In the test TegExTest: 5074, I would output the failed cases to System.err.
That way they get properly interleaved with the test progress output.
No need for another review.
Thanks, Roger
On 2/5/20 8:22 PM, Ivan Gerasimov wrote:
Hello!
j.u.regex.Pattern supports a special char class \R, which is specified
to be equal to \u000D\u000A|[\u000A\u000B\u000C\u000D\u0085\u2028\u2029].
In particular, this means that the input "\r\n" must match to both
patterns \R and \R\R.
(In the later case, first \R matches \r and second \R matches \n.)

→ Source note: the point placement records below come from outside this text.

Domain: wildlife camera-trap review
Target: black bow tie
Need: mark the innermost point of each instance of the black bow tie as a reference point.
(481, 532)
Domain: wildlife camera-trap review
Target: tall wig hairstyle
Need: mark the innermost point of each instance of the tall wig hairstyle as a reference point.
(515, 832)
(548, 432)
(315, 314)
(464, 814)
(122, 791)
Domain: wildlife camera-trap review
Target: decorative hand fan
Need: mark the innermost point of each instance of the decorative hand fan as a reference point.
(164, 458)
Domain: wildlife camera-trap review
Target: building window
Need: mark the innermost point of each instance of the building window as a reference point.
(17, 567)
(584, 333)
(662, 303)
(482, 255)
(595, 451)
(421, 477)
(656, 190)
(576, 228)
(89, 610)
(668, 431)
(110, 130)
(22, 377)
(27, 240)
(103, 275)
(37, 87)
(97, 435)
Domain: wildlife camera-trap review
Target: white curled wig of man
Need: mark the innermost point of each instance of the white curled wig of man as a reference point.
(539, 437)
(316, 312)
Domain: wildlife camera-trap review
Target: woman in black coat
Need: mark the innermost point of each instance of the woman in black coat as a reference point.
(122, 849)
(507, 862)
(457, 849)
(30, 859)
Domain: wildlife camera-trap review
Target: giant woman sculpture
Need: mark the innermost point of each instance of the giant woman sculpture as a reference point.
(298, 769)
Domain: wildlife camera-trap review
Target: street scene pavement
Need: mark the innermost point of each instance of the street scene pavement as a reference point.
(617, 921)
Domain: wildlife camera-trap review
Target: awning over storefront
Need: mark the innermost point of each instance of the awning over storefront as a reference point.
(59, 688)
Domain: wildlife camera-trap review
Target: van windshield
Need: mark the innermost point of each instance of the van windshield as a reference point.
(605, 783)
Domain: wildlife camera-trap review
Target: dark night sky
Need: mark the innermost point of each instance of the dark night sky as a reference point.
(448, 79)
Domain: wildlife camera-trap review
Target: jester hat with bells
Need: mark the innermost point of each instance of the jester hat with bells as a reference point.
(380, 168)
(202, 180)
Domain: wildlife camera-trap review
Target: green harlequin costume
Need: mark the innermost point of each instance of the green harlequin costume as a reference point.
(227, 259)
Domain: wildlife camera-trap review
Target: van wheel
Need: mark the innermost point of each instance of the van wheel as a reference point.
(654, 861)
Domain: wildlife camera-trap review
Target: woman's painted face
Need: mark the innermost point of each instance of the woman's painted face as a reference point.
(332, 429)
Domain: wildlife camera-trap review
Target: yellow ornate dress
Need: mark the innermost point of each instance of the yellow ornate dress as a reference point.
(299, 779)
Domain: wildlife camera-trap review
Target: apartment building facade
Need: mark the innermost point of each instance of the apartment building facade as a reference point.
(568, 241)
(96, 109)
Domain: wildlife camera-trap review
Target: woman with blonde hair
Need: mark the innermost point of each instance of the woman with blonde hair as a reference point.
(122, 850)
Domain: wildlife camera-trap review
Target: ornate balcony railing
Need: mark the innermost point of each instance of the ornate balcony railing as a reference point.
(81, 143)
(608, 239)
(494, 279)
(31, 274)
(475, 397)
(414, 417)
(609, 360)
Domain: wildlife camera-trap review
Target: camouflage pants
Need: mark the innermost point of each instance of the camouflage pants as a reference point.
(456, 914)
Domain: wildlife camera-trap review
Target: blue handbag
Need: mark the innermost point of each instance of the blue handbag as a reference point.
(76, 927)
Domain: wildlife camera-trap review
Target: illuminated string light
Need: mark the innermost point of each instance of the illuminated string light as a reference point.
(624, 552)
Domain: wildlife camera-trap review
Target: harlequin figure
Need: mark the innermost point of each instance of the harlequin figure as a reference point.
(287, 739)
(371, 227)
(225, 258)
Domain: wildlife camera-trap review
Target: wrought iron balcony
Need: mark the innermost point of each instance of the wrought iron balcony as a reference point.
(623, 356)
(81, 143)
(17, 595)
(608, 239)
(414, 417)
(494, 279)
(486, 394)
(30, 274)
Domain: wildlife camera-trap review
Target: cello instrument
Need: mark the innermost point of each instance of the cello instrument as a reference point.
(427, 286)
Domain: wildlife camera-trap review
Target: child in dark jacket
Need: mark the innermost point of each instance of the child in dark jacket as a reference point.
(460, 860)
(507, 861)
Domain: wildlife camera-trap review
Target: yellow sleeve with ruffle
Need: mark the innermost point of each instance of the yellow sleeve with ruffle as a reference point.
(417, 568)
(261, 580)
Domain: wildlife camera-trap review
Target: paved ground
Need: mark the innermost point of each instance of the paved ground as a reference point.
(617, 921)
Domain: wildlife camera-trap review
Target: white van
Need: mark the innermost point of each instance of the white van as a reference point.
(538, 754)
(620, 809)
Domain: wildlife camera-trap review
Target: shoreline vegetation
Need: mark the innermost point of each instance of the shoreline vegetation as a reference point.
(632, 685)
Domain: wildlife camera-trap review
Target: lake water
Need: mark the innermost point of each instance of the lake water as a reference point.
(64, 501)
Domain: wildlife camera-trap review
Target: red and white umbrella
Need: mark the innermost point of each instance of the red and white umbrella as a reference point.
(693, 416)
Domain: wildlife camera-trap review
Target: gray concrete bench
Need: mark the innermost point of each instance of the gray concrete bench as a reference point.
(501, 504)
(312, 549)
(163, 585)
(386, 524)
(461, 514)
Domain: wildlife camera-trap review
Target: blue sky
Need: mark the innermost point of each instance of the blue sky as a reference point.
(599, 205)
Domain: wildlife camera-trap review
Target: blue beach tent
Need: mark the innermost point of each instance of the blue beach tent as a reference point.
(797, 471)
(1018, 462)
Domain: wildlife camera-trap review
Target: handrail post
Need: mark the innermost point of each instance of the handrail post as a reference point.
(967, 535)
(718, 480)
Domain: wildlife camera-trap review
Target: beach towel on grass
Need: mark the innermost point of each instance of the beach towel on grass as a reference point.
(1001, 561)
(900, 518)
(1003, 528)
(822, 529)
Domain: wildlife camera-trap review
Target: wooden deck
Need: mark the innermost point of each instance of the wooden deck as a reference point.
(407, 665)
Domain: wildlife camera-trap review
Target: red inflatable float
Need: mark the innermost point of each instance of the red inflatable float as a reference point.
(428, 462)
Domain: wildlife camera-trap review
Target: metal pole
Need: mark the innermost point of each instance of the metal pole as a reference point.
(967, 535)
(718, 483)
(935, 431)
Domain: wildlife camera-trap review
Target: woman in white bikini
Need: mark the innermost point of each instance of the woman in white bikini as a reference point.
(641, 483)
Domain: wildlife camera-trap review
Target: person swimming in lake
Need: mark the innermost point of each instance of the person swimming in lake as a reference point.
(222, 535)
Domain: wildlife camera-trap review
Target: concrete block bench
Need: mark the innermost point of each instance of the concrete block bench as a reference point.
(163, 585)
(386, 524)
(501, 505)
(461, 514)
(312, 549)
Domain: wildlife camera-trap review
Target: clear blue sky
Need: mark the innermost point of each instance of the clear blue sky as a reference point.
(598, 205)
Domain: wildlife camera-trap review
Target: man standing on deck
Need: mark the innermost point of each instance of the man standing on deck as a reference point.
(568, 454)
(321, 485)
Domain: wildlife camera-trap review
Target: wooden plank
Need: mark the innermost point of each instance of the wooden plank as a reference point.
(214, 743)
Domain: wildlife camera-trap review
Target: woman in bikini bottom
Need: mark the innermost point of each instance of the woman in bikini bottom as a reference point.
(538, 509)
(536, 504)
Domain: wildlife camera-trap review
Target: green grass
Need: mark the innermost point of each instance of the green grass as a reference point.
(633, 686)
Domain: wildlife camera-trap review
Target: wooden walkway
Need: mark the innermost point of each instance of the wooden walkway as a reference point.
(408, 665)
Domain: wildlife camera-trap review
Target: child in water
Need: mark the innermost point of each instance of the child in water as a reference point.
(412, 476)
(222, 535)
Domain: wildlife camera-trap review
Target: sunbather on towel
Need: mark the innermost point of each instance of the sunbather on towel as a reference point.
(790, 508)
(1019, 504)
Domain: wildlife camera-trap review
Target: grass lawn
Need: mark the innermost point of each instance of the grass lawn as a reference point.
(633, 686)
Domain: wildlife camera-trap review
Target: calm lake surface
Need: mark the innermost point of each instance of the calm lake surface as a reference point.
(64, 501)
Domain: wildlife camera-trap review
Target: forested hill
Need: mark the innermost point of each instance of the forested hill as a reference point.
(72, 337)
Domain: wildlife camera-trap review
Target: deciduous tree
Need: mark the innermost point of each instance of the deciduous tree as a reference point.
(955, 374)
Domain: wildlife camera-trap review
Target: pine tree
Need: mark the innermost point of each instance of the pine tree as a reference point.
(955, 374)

A pattern \R{2} is expected to be equal to \R\R.
However with the current implementation this does not hold (so,
Pattern.matches("\\R{2}", "\r\n") == false, while
Pattern.matches("\\R\\R", "\r\n") == true).
The root cause of this bug is that the special char class \R is
handled via dedicated class LineEnding, which is not able to correctly
handle backtracking inĀ presence of quantifiers).
A simple solution is to treat \R with quantifiers as an anonymous
group, which will make it comply with the specification.
Without quantifiers, \R is still handled via more efficient
implementation of LineEnding.
Would you please help review the fix?
Some minor cleanup was done along the way in the affected code.
BUGURL: https://bugs.openjdk.java.net/browse/JDK-8235812
WEBREV: http://cr.openjdk.java.net/~igerasim/8235812/00/webrev/
Control build and testing (tiers1-4) are all green.